The Royal Shakespeare Company is to bring its sponsorship deal with BP to an end this year, in the face of mounting pressure over its controversial relationship with the oil and gas giant.
The RSC’s decision comes in the wake of a recent boycott threat levelled at the company by young climate protesters who said they would no longer attend productions at its theatres while BP continued to fund its £5 tickets scheme for 16 to 25-year-olds.
In a letter sent last week, the campaigners, who have been organising school strikes against climate change, argued that if young people want to see an affordable play at the RSC, “we have to help promote a company that is actively destroying our futures by wrecking the climate”.
RSC artistic director Gregory Doran and executive director Catherine Mallyon said recent events had highlighted the strength of feeling among its audiences, artists and staff, particularly young people, who are the intended beneficiaries of the BP-backed scheme.
“Amid the climate emergency, which we recognise, young people are now saying clearly to us that the BP sponsorship is putting a barrier between them and their wish to engage with the RSC. We cannot ignore that message,” they said in a joint statement.
The announcement follows several high-profile demonstrations at the RSC’s Stratford-upon-Avon theatre, and years of pressure from activists and campaign groups.
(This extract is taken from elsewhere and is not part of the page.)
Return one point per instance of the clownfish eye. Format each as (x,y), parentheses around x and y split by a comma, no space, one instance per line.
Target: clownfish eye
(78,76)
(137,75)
Earlier this year, Mark Rylance resigned as an associate artist over its links to the oil and gas giant.
In addition, more than 60,000 people have signed a recent petition calling on cultural institutions to end their relationships with BP.
BP has sponsored the RSC’s ticketing initiative since 2013. However, the RSC has now confirmed that the deal will come to a close at the end of this year.
Doran and Mallyon’s statement said it had considered the “wide and varied range of voices and opinions” about its corporate partnership with BP over many months, and described the views of young people as central to the RSC’s values.
“It is with all of this in mind that we have taken the difficult decision to conclude our partnership with BP at the end of this year. There are many fine balances and complex issues involved and the decision has not been taken lightly or swiftly,” they said.
They added: “We would like to thank BP for their generous support of the RSC since 2011. We have issued 80,000 tickets to young people who have been able to experience our work through the BP sponsored scheme.”
Doran and Mallyon said the £5 ticket scheme would remain a priority.
The RSC is one of several arts organisations in receipt of money from BP, alongside the Royal Opera House, the National Portrait Gallery and the British Museum.
In 2016, these organisations renewed their deals with BP for five years, until 2022.
A statement from BP said it was disappointed and dismayed that the RSC had decided to “bring a successful programme to a premature end”, citing its success at widening access to the RSC’s shows.
“We’re dismayed because we share many of the concerns that apparently contributed to the decision. We recognise the world is on an unsustainable path and needs to transition rapidly to net-zero in the coming decades,” it said, and argued that BP was working to address this “dual challenge”.
The statement added: “Ironically, the increasing polarisation of debate, and attempts to exclude companies committed to making real progress, is exactly what is not needed. This global challenge needs everyone – companies, governments and individuals – to work together to achieve a low-carbon future.”